Fast jeder fünfte Internetnutzer verwendet es: Trotzdem beendet Microsoft den Support des Betriebssystems Windows XP. Damit könnten Millionen Computer-Besitzer zum Ziel von Hacker-Angriffen werden. Die wichtigsten Fragen und Antworten zum Ende von Windows XP.

Von Mirjam Hauck und Matthias Huber

Im Oktober hätte das Betriebssystem seinen 13. Geburtstag gefeiert, doch bis zu diesem Jubiläum lässt es Microsoft nicht kommen. Am 8. April 2014 wird Windows XP offiziell in Rente geschickt und ab sofort nicht mehr mit Updates versorgt. Für die meisten der vielen Millionen Nutzer wird es damit Zeit für einen Umstieg - aber wie dringend ist das? Und was kann passieren, wenn sie XP trotzdem weiter nutzen?

Windows XP ist mehr als zwölf Jahre alt. Benutzen das überhaupt noch Leute?

Deutlich mehr als das aktuelle Microsoft-Betriebssystem Windows 8. Einer Untersuchung der Webtraffic-Analysten von Statcounter zufolge surft noch fast jeder fünfte Internetnutzer mit Windows XP - mit Windows 8 und dem Update 8.1 dagegen nur etwa 14 Prozent. Die meisten Microsoft-Kunden verwenden allerdings Windows 7 - etwa 55 Prozent weltweit.

Und trotzdem will Microsoft keine weiteren Updates veröffentlichen. Warum nicht?

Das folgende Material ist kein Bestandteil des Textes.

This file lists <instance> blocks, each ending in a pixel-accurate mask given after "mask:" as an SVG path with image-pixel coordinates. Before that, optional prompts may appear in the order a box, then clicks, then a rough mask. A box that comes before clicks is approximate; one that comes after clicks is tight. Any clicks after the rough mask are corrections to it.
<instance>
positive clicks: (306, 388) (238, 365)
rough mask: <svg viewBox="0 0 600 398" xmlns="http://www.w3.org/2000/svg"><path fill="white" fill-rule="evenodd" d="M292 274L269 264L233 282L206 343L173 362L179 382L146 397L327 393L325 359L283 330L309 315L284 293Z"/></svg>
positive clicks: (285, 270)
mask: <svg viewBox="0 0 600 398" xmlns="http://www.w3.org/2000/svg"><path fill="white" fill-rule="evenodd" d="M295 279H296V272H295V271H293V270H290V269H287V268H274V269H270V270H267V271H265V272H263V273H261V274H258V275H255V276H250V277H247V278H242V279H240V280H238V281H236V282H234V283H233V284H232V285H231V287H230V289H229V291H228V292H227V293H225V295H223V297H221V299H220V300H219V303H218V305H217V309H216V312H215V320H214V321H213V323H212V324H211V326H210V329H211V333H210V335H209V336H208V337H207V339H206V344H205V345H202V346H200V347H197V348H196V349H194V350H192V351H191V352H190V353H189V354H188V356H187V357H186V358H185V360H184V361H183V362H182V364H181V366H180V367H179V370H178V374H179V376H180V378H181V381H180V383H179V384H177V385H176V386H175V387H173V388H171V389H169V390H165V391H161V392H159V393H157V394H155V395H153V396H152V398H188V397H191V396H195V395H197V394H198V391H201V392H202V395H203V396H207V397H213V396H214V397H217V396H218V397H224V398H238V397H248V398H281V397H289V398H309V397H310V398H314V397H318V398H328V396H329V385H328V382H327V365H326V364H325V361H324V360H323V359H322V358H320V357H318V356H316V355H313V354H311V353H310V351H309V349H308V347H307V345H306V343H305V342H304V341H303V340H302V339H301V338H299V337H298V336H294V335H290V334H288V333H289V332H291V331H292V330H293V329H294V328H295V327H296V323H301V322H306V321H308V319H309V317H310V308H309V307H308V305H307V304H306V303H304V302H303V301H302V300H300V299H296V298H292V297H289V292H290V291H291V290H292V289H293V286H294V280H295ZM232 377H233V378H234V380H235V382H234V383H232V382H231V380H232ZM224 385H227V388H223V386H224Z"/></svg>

Laut Microsoft ist das System mittlerweile einfach zu alt. Irgendwann würden auch "bewährte Produkte von der technischen Entwicklung überholt". Immer mehr Hardware-Hersteller stellen für ihre neuen Geräte keine Treiber mehr zur Verfügung, die noch auf Windows XP funktionieren. Es geht für Microsoft aber auch ums Geschäft. Das Ende des Supports für den Betriebssystem-Dinosaurier könnte einen positiven Effekt auf die Verkaufszahlen von Windows 8.1 haben. Und die laufenden Kundendienst-Kosten für Windows XP spart sich der Software-Konzern in Zukunft auch.

Was bedeutet es, wenn Microsoft keine weiteren Updates mehr bereitstellt?

Ein Betriebssystem wie Windows XP ist mit einigen Millionen Zeilen Programmcode ein sehr komplexes Konstrukt. Auch Jahrzehnte, nachdem es auf den Markt gekommen ist, finden Anwender, Programmierer und Hacker darin noch immer Fehler und Lücken, die für einen Angriff ausgenutzt werden könnten - beispielsweise um an die persönlichen Daten des Nutzers zu gelangen oder den Rechner für die Integration in ein sogenanntes Bot-Netz zu kapern. Bislang hat Microsoft diese Sicherheitslücken möglichst bald in Form von Programm-Updates gestopft, sobald sie bekannt wurden. Das wird ab jetzt nicht mehr passieren.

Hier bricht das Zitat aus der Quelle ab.